By all means keep moving and exploring, although I couldn’t agree more with the words of Stephen Sondheim, who has one of his characters tell another, “It’s not so much do what you like as it is that you like what you do.” Oh, and think twice about the MFA — speaking as someone who encounters people with them or working towards them on a regular basis, I find it tends to boost writers’ egos without necessarily improving their writing or their salaries, eh-heh…
September 15, 2010 at 8:21 am
I already have something like ten MFA schools on my “to apply” list, so it’s a little late for that advice… But for you, I’ll try to keep my ego in check.
I’m also reminded of a story about a man who spent his whole life looking for a particular blue bird, only to fail, return home and find the bird nesting on a tree next to his house… But really, how horribly depressing is that?
September 13, 2010 at 10:01 pm
Is this a sign of being grown-up?

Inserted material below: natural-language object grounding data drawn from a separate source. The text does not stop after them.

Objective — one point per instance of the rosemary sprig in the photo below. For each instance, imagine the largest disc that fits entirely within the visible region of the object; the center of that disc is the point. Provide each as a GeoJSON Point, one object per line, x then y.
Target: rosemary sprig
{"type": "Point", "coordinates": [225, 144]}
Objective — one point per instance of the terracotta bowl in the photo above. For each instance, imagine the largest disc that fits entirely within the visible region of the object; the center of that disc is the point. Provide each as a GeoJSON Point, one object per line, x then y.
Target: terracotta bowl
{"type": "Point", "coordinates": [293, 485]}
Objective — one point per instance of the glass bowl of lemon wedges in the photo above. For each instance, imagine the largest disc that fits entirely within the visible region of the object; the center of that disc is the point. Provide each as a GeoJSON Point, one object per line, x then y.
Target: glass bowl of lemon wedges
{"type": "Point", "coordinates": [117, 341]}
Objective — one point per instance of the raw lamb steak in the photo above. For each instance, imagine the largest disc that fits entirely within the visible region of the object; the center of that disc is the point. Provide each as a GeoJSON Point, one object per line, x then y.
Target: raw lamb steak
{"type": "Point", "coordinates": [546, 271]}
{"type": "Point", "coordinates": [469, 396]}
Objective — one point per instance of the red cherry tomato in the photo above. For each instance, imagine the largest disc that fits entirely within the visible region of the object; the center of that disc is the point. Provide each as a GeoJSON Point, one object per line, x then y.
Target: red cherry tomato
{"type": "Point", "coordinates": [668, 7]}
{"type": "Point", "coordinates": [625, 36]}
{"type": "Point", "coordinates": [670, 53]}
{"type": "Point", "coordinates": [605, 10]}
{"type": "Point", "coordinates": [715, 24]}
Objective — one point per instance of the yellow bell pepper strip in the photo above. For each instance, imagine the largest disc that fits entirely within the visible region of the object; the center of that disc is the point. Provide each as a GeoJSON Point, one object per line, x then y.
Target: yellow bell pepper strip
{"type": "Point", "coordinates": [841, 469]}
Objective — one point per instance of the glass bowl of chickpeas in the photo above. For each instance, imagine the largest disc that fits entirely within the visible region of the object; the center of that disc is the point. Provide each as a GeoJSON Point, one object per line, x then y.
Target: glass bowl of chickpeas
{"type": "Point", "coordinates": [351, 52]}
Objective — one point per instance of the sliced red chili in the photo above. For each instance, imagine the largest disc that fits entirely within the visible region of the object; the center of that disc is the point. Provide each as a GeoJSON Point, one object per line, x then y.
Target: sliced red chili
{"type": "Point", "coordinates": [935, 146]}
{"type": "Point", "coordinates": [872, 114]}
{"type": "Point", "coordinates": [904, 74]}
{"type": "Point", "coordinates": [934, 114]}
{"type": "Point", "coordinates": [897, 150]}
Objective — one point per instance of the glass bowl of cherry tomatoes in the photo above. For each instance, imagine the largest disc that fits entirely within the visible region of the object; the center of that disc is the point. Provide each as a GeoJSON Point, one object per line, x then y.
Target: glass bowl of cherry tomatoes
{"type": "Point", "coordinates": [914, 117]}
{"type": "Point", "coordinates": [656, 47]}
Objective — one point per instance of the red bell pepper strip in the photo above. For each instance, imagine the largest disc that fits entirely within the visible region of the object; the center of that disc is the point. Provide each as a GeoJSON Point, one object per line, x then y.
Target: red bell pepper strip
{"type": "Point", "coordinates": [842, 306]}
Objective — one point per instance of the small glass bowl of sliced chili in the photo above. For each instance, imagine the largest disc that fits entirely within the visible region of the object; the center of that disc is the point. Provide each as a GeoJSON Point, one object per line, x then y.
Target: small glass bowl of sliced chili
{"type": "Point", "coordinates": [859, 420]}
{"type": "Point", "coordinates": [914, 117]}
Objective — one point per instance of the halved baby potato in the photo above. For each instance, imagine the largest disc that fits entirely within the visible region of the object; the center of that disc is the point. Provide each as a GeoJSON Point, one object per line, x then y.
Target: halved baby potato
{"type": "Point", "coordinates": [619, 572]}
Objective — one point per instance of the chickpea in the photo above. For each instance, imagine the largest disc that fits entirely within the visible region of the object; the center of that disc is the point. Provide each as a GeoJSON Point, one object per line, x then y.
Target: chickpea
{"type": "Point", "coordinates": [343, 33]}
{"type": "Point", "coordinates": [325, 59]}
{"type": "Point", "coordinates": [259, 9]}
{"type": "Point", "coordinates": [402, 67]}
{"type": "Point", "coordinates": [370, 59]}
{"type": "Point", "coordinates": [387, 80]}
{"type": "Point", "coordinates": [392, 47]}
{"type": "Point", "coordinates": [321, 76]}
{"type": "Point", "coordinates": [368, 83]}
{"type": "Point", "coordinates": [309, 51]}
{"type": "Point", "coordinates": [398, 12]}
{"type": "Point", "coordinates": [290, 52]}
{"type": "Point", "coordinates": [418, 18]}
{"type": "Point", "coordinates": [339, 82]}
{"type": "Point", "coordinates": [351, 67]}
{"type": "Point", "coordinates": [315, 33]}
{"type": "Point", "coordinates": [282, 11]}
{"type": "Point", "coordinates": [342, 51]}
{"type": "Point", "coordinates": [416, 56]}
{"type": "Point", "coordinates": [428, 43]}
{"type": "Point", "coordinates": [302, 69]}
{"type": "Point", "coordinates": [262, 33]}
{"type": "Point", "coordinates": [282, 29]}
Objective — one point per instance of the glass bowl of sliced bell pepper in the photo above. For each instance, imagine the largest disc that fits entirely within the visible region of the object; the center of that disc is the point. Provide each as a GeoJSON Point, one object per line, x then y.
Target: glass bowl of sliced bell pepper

Worrying about the future? I can’t offer any advice really, but perhaps the fact that I’m in an ‘in-between’ situation as well might be of some comfort to you. I hope.
I’m currently torn between a job that’s secure and humdrum, or taking the plunge and chancing it with a new career in a new town. I’ll still be near family and friends of course, but I’ve come to realise that where I am is a dead end and at some point I’ll have to face that fact. I’ve decided to face it sooner so now I’m sending off those applications and hoping for an interview.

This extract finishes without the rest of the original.